🍏 Was ist die Idee?
Viele Freelancer verbringen bis zu 10 Stunden im Monat mit Rechnungsstellung und Mahnungen. Das frisst Zeit, kostet Nerven und verschlechtert die Liquidität. Gleichzeitig entstehen ständig Streitpunkte über Umfang und Vorauszahlungen. Das ist kein Luxusproblem. Für Solopreneure entscheidet sich hier oft, ob ein Projekt sich lohnt oder nicht.
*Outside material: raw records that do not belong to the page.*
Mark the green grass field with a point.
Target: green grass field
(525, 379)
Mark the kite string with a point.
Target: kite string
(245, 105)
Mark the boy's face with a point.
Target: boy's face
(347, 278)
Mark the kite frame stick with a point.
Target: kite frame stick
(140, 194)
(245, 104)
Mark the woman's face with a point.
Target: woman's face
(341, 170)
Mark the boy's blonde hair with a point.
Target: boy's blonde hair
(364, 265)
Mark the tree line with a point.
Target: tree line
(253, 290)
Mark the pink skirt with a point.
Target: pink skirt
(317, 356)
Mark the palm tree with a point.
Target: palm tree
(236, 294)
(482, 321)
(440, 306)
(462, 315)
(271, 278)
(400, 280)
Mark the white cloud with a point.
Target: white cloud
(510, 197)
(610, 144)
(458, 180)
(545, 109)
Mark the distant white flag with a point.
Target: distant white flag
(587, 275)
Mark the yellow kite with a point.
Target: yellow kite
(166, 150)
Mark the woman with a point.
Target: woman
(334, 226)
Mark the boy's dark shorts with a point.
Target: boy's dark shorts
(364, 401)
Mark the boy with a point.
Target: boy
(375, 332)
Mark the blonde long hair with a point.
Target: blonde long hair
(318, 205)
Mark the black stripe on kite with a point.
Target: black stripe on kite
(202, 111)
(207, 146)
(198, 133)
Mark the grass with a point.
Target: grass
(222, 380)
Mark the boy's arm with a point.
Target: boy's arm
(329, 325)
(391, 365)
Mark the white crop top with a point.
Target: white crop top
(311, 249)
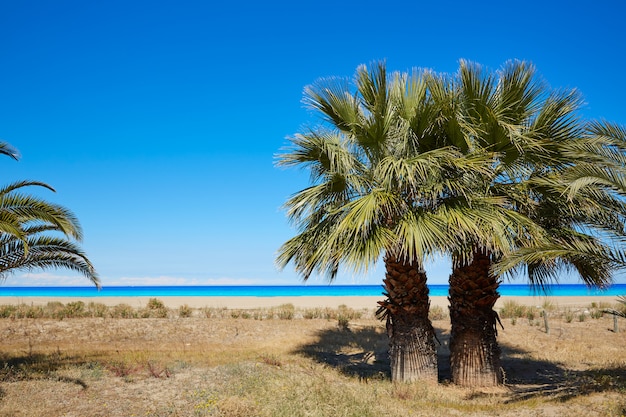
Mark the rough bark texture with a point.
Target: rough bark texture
(411, 335)
(474, 350)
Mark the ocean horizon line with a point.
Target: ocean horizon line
(290, 290)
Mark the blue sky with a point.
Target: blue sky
(157, 121)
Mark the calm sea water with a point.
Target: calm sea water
(277, 291)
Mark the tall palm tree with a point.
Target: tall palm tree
(531, 130)
(351, 211)
(36, 234)
(383, 185)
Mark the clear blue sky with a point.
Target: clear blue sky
(158, 121)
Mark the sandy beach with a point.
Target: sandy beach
(357, 302)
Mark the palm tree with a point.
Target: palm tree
(384, 185)
(37, 234)
(535, 135)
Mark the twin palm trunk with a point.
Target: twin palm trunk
(474, 350)
(412, 348)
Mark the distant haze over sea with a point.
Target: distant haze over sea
(289, 291)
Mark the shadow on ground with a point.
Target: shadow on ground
(363, 353)
(37, 366)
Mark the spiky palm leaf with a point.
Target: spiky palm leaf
(44, 252)
(25, 224)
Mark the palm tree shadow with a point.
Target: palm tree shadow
(357, 352)
(528, 378)
(363, 353)
(35, 366)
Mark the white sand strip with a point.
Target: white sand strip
(356, 302)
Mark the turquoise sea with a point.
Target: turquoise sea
(288, 290)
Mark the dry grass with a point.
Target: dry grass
(290, 362)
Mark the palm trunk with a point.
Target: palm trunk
(474, 350)
(412, 348)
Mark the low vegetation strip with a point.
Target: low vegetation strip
(75, 359)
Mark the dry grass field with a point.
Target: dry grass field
(90, 360)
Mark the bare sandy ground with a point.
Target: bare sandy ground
(357, 302)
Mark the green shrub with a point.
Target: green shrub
(74, 309)
(96, 309)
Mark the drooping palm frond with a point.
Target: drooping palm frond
(44, 252)
(17, 208)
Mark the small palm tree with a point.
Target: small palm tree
(36, 234)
Die Lösung kommt spät, aber simpel. NoSurprises Onboard ist ein leichtes Webtool für Freelancer und Mikroagenturen. Beim Onboarding zwingt es Kunden, Zahlungsmeilensteine und eine übliche Anzahlung von 30 Prozent zu bestätigen. Vertragsvorlagen markieren Ausnahmen. Ein-Klick-Zahlungen, automatische Rechnungen und abgestufte Zahlungserinnerungen sorgen dafür, dass nichts in Vergessenheit gerät. Ein kleines Dashboard zeigt offene Posten und Konsequenzen bei Zahlungsverzug. Weniger peinliche Momente, mehr planbare Einnahmen. Warum gibt es das eigentlich noch nicht?
🌵 Warum funktioniert's?
Massive Nachfrage nach Zahlungsautomation: 60% der Freelancer nennen Zahlungsstatus und administrative Hürden als ihre Hauptbelastung. Freelancer wenden bis zu 10 Stunden monatlich für Rechnungsstellung und Mahnungen auf — bei einem Stundensatz von 50–100 Euro ein direkter Kostendruck von 500–1.000 Euro pro Monat. Quelle
Regulatorischer Rückenwind: Regierungen verstärken 2026 die Durchsetzung von Zahlungsfristen massiv. Unternehmen müssen Zahlungspraktiken veröffentlichen und riskieren bei Verstoß Strafen und Reputationsschäden — das treibt die Nachfrage nach Tools die Zahlungsmeilensteine dokumentieren und Anzahlungen automatisieren. Quelle
Wachsender Markt für Kleinagenturen: Der US-Marketingagenturen-Markt ist 2026 USD 192,45 Mrd. wert und wächst mit 5,46% CAGR bis 2031. Kleinagenturen wachsen mit 6,42% CAGR am schnellsten — exakt die Zielgruppe für Zahlungsautomation. Quelle
AI-Adoption schafft Zahlungsbereitschaft: 84% der Freelancer nutzen 2026 regelmäßig AI-Tools — ein Anstieg von 41% seit 2023. Freelancer investieren bereits in Automation und erwarten sie als Standard. Quelle
Kunden fordern Transparenz: 69% der Unternehmen planen 2026, datengestützte Kriterien bei der Auswahl externer Spezialisten zu nutzen. Freelancer müssen Leistung mit Zahlen nachweisen — strukturierte Dashboards mit Meilensteinen und Zahlungsstatus werden zum Wettbewerbsvorteil. Quelle
💡 Wie starte ich am Wochenende?
Schritt 1: Baue eine einfache Datenstruktur in Airtable: Kundendaten, Projekte, Zahlungsmeilensteine, Anzahlungen, Rechnungen, Mahnungen. Lege Vorlagen für Vertragsdetails und Zahlungsmeilensteine an.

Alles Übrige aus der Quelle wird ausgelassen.